The guidance pushes and expands the boundaries of the law in several important respects. For instance, the EEOC now requires employers to make the same reasonable accommodations available for non‑disabled pregnant employees as it does for disabled employees under the ADA/ ADAAA. Applying the “accommodations” and “undue burden” standards outside of the context of employees who are actually “disabled” under the ADA/ ADAAA is unprecedented and clearly marks an expansion of the law. Likewise, the EEOC dictates an employer must offer prescriptive contraceptive coverage if it offers comprehensive health insurance which includes coverage for preventative care for medical conditions such as vaccination and prescription drugs that prevent high blood pressure or lower cholesterol levels. The EEOC’s position is an abrogation and departure from an Eighth Circuit case holding otherwise. See Union Pac. R. R. Employment Practices Litig., 479 F.3d 936 (8th Cir. 2007). In a footnote, the EEOC simply states it “disagrees with the conclusion” of the Eighth Circuit case. The EEOC’s position on mandatory contraceptive coverage may also run afoul of the recent Supreme Court case, Burwell v. Hobby Lobby Stores, Inc., et.al, 134 S.Ct. 2751 (2014); this critical issue is only given brief mention in a footnote.
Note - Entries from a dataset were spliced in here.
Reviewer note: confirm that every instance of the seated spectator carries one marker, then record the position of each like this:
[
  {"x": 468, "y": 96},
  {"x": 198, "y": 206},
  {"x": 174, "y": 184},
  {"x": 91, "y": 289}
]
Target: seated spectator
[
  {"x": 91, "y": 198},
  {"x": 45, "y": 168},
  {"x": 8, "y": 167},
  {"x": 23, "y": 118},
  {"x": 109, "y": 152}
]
If there is any doubt of the controversy surrounding the new pregnancy guidance, just look to the Commission itself. The final vote on the guidance was 3-2 in favor. Commissioners Lipnic and Barker issued public statements disapproving of the EEOC guidance. In particular, Commissioner Lipnic questioned the timing of the guidance (right before the Supreme Court is set to rule on a PDA case, Young v. United Parcel Service, Inc., 707 F.3d 437 (4th Cir. 2013), cert. granted, 86 USLW 3602 (U.S. July 1, 2014)), and without first making the EEOC’s Guidance available for public comment.
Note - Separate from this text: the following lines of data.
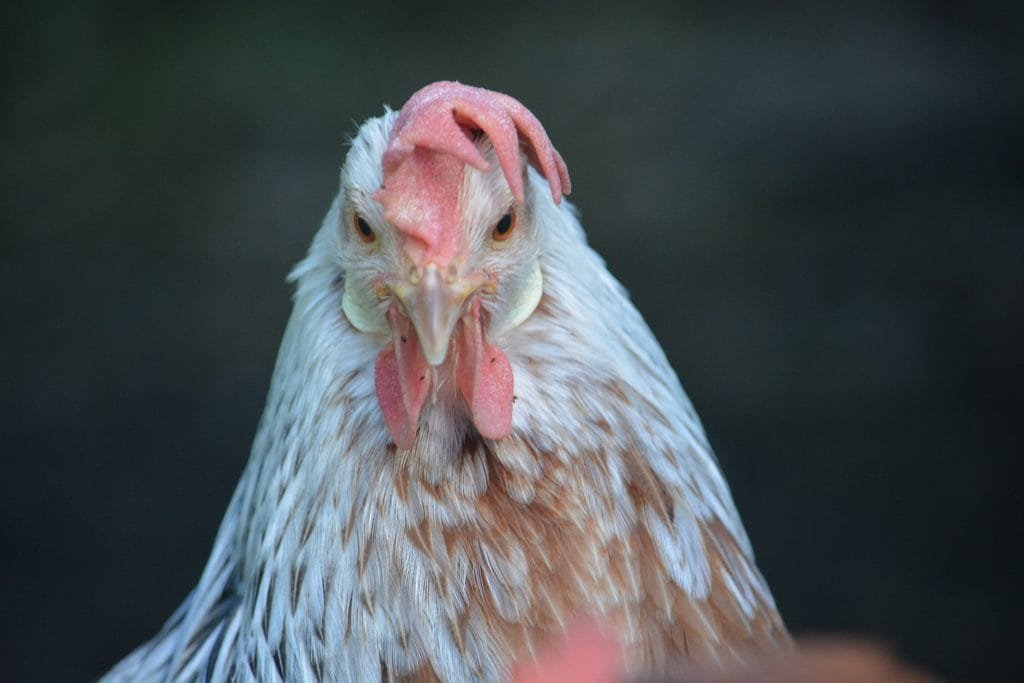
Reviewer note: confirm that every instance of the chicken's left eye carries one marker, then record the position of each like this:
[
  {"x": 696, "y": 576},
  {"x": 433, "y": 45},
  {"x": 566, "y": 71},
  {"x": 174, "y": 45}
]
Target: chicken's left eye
[
  {"x": 363, "y": 228},
  {"x": 504, "y": 227}
]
ISSUE: Are all of the provisions of the guidance enforceable, especially the EEOC’s new mandates?
Consider the recent Supreme Court case of Vance v. Ball State, 133 S.Ct. 2434, 2449-50 (2013), wherein the Supreme Court rejected the EEOC’s “nebulous” definition of “supervisor” as outlined in its enforcement guidance. In Vance, the Court characterized the EEOC’s guidance as a “study in ambiguity.” The Court held it would not defer to the EEOC guidance because the guidance did not have the “power to persuade,” which “depend[s] upon the thoroughness evident in its consideration, the validity of its reasoning, [and] its consistency with earlier and later pronouncements.” Simply put, the EEOC did not find the EEOC Guidance persuasive and thus was not bound to it.
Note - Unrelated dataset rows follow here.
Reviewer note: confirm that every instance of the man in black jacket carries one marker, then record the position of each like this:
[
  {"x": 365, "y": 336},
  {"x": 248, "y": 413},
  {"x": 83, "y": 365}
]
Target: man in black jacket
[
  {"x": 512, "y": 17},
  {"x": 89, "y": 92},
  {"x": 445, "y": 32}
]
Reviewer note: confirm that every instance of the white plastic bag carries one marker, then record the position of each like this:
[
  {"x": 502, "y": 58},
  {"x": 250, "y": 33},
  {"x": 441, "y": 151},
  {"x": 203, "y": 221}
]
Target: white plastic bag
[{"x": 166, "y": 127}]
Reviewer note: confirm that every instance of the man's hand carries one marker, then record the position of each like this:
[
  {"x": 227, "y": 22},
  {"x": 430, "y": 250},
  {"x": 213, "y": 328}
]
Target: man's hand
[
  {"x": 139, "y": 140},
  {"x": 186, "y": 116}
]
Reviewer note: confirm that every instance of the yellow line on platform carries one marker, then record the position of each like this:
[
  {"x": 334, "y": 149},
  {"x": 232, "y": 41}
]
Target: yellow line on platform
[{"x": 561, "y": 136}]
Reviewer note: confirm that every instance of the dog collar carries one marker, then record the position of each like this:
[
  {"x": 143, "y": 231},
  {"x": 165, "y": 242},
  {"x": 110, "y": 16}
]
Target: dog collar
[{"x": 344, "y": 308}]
The EEOC reached the same conclusion in another employment case issued last year, University of Texas Southwestern Medical Center v. Nassar, 133 S.Ct. 2517 (2013). Again the Court rejected the EEOC’s enforcement guidance as to the causation standard to be applied to a Title VII retaliation case. The Court reasoned the guidance at issue lacked the “persuasive force” to be afforded deference under the standard set forth in Skidmore v. Swift & Co., 323 U.S. 134, 65 S.Ct. 161, 89 L.Ed. 124 (1944). The Court specifically found the guidance did not address the interplay between the specific statutes at issue and its reasoning was circular and unsupported.
The Takeaway: The controversial aspects of the EEOC’s guidance will likely be challenged in Court, and may not be afforded deference as indicated by the Supreme Court’s recent hostility toward the EEOC’s guidances.